Offering customers something new or different is core to the experience, and Simon said he is careful to choose bottles customers aren’t likely to get their hands on during the weekly shop. Keeping a close eye on press and social media accounts to find new launches, he then sources gins from suppliers including Inverarity Morton, Master of Malt, Huffmans and Matthew Clark, as well as dealing with distilleries directly.

“We try to avoid most of the gins that are sold in supermarkets,” he explained.

“We try to be a bit more exclusive. And being that bit more exclusive you can charge that wee bit extra.

Some of the recent additions to the back-bar.

“We have over 200 different types of Scottish gin. We’re choosing something that has won something like the World Spirits Awards, World Gin Awards, Scottish Gin Awards. You try and get the award winners.”

That approach has led the pub to stock a wide range of weird and wonderful gins, with recent additions including a smoked salmon-flavoured gin and one flavoured with miso and black cardamom.

“The market used to be for gin liqueurs, then it went onto pink gin,” said Simon. “That craze was there for a while, and we still get people asking us for pink gins. But we’ve moved on from that and we’re going a bit more experimental in terms of sourcing random flavours.

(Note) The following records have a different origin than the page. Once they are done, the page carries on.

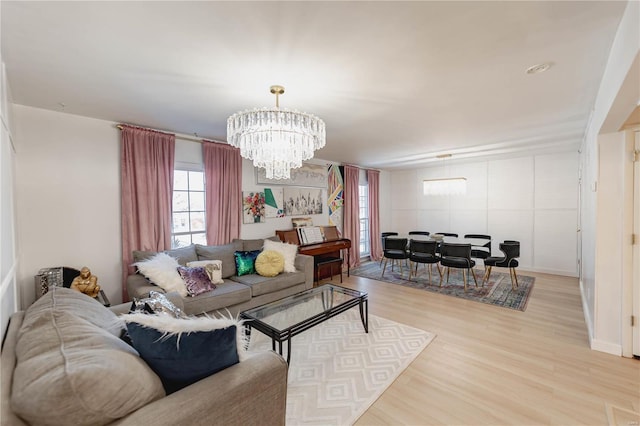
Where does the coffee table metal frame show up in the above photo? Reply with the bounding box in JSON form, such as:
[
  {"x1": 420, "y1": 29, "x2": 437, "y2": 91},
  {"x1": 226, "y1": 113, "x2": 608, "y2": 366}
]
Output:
[{"x1": 240, "y1": 284, "x2": 369, "y2": 363}]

“I don’t just do orange or raspberry flavours anymore. We stock haggis flavoured gin. I’ve just got a parsnip and passionfruit gin delivered last week.

“I’m trying to tantalise people’s tastebuds a wee bit now with some really random flavours.”

That level of experimentation isn’t happening in a vacuum; it’s about distillers catering to an increasingly adventurous market. Simon said customers have become much more knowledgeable about the spirit and are keen to try new and unusual gins whenever they can.

“The knowledge level has changed massively,” he said.

“I think over the years, and especially since lockdown, people have become fairly well educated. And you’ve got these shows and things like that, where you can go and sample so many gins and the distillers are all there.

“Customers come in and say ‘I’ve had that one at such and such a show so I’d like something similar to that’. They are knowledgeable about what they actually want or how they want to pair it.”

And Simon is confident that gin will continue to be a feature of back-bars moving forward.
“Gin’s always going to remain quite prominent on spirits shelves,” he said.

“I don’t think you’re ever going to lose that now. There was a bit of a vodka trend a couple of years ago, with the flavoured vodkas, but it just didn’t seem to take off in the same way as the gin.

“It’s such a versatile spirit that you can just do whatever you want with it. And they’re experimenting that little bit more now. People are pushing the boundaries that little bit more and I think it’s great.”